Bei den Landtagswahlen am 14. September 1930 steigerte sich die NSDAP von 3,7 % auf 22,2 % der Stimmen. Die SPD verlor 5,2 %, so dass die Linke keine Mehrheit im Landtag mehr besaß. Ernst Zörner (NSDAP) wurde am 30. September mit 20 zu 17 Stimmen zum Landtagspräsidenten gewählt, mit der gleichen Mehrheit wurde am nächsten Tag eine neue Rechtsregierung gewählt. Die Bürgerliche Einheitsliste bestand aus DNVP, DVP, Zentrum und WP und bildete gemeinsam mit der NSDAP die Regierung mit Werner Küchenthal als Ministerpräsidenten und dem Nationalsozialisten Anton Franzen als Staatsminister für Inneres und Volksbildung.

In der Folge begann ein Kampf der rechten Kräfte gegen die SPD und KPD. Lehrer wurden entlassen, Professoren in den Ruhestand versetzt, Flugblätter und Plakate, die gegen Aktionen der NSDAP gerichtet waren, verboten.

Die Kommunalwahlen am 1. März 1931 ergab eine SPD/KPD-Mehrheit in der Stadt Braunschweig. Im März initiierte die KPD ein erfolgreiches Volksbegehren zur Landtagsauflösung, zum Volksentscheid kam es aber nicht.
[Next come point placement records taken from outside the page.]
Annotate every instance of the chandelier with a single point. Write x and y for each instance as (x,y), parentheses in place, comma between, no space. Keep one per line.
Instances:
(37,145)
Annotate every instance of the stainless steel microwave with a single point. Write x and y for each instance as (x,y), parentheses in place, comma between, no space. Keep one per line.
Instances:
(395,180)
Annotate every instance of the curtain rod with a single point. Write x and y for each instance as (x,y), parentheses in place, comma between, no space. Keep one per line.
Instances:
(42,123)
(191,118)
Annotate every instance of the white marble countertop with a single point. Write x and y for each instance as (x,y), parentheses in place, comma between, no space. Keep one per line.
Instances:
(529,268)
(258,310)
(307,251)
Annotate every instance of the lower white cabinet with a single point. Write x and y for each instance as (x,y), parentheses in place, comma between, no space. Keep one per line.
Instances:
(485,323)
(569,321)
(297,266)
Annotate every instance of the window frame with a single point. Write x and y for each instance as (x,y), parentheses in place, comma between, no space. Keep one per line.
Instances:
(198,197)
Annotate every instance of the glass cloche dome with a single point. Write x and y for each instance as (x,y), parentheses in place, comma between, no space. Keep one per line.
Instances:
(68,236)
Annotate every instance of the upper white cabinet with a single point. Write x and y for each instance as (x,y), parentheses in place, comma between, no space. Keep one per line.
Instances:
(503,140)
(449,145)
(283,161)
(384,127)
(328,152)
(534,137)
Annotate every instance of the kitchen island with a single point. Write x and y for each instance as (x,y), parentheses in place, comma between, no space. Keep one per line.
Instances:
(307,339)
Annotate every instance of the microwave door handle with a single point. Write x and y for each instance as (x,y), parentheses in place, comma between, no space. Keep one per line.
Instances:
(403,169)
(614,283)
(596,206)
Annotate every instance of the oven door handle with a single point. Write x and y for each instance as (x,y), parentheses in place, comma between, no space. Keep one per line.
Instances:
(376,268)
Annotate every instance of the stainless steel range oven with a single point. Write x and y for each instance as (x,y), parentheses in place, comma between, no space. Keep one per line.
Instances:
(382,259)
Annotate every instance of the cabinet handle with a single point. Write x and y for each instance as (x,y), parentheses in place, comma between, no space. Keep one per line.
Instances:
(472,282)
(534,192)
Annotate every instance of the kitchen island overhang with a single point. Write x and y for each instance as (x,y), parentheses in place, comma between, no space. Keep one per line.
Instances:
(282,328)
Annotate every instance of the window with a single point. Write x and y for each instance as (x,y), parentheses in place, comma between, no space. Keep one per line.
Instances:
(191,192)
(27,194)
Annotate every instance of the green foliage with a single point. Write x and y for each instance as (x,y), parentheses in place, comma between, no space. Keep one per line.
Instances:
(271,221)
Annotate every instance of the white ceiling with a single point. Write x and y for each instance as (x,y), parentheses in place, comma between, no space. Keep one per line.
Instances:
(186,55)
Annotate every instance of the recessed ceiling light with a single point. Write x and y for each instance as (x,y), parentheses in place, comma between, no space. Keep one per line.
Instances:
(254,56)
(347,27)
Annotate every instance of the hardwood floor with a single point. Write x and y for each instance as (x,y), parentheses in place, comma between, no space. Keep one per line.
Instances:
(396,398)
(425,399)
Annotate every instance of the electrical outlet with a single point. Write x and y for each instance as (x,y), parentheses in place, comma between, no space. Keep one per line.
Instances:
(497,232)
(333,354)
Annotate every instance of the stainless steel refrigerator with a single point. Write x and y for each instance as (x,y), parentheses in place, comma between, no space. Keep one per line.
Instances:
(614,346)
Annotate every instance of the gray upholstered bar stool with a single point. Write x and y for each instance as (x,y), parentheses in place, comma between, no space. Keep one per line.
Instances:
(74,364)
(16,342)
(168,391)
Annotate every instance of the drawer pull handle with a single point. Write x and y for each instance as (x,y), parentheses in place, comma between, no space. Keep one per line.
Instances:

Nachfolger des aufgrund einer Meineidsaffäre umstrittenen Franzen wurde am 15. September 1931 Dietrich Klagges. Unter seiner Leitung wurden im Land Braunschweig Verwaltung, Polizei und Bildungswesen durch Auswechselung von Kreisdirektoren, Schulräten, Lehrern und Richtern im Sinne der NSDAP verändert. Infolge der Entlassungen von Lehrern kam es zu Streiks an öffentlichen Schulen. Aufgrund von Streikaufrufen wurde unter anderem der sozialdemokratische Volksfreund für drei Wochen verboten.

Am 11. Oktober 1931 bildeten NSDAP, DNVP und Stahlhelm gemeinsam die Harzburger Front.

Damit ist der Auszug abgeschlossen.